Doğumdan sonra bedenin büyüme süreci
Doğumdan sonra bedenin büyüme süreci
Doğum anma kadar bebek için pek sorun teşkil etmeyen bir süreç yaşanır. Ancak, doğum gerçekleştikten sonra, yani anne ile bebek arasındaki malzeme alışverişini sağlayan göbek kordonu kesildikten sonra artık bebek kendi başına sindirim sistemi yolu ile bu malzemeleri vücudunun içine almak zorundadır.
Büyümesi ve gelişmesi için gerekli malzemeyi besinlerden elde edecek olması, bebek için söylendiği kadar kolay bir şey değildir. Eskiden annenin kanından hazır gelen malzemeyi kullanırken, artık o malzemeler ham bir şekilde bağırsaklarına gelmeye başlamıştır. Bu ham malzemenin sindirim ile işlenmesi, sonra da bağırsaklardan emilerek kana geçmesi gerekir ki vücudu da yapısını oluştururken, bu malzemeleri kullanabilsin.
Büyüme sürecinde gerekli olan malzemenin vücuda girmesi için en önemli yapı, sindirim sistemidir. Fakat bu gelen malzemenin vücudumuzda nasıl kullanılacağına karar veren yapı, endokrin sistemi, yani hormon sistemidir. Bebeklikten yetişkinliğe kadar olan büyüme sürecinde, birçok değişik hormon görev yapar ve DNA zincirimizde yazılı olan bedene sağlıklı olarak gelmemiz için çalışırlar.
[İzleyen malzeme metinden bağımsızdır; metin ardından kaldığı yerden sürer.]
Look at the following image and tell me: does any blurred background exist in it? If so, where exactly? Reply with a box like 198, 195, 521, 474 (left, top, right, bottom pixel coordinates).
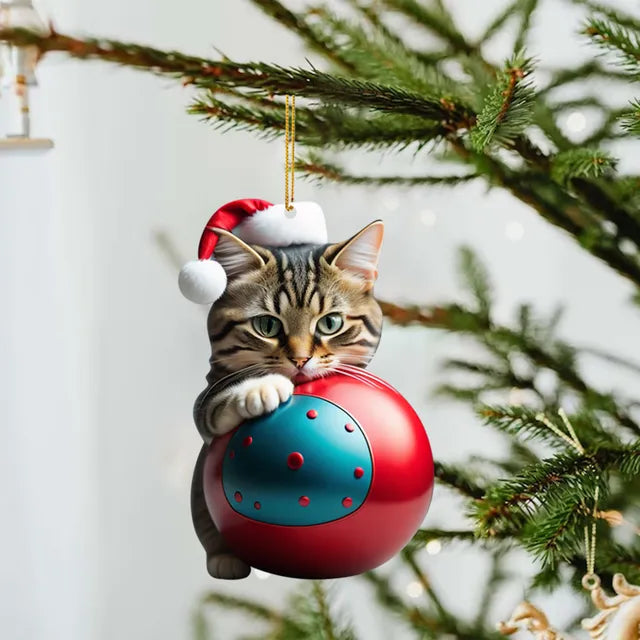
0, 0, 640, 640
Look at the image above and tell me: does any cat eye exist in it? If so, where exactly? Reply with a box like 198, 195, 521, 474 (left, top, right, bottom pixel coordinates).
316, 313, 344, 336
251, 316, 282, 338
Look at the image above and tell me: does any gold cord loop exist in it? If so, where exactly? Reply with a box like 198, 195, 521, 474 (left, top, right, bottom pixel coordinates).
284, 96, 296, 211
582, 487, 600, 591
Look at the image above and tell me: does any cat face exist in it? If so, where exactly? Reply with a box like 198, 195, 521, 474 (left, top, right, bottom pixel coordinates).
208, 221, 383, 382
Nasıl bir binanın temelden çatısına kadar yapımında yol gösterici bir mimari planı varsa, bedenimizin de kendi DNA’mızda kayıtlı olan ve ilk iki hücreden yetişkin bir birey olana kadar ki sürecin tamamında yol gösterici görevi yapan bir yazılımı vardır. Bedenimizin eşsiz yapısını belirleyen, boyumuzun uzunluğundan burnumuzun şekline, göz ve saç rengimizden saçımızın ne zaman döküleceğine dair bilgilerin tamamı, DNA sayesinde her bir hücremizde mevcuttur.
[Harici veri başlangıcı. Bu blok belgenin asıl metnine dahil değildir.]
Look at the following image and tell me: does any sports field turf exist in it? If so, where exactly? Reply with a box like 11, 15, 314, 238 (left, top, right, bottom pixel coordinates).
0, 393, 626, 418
(Bu fabrika ayarımızı da ileride anlatacaklarım için hep hatırlamanızı istiyorum. Nasıl bir binanın restorasyonunda ilk mimari proje çok önem taşıyorsa zayıflamada da bizim bu fabrika ayarımız o derece önem taşımaktadır.)
DNA’mızda kayıtlı bir fabrika ayan ile doğuyor ve kendi eşsiz ayarlarımız doğrultusunda büyüyoruz. DNA’mızda yazılı olan fabrika ayarlarımız, aslında bizim ideal bedenimizdir.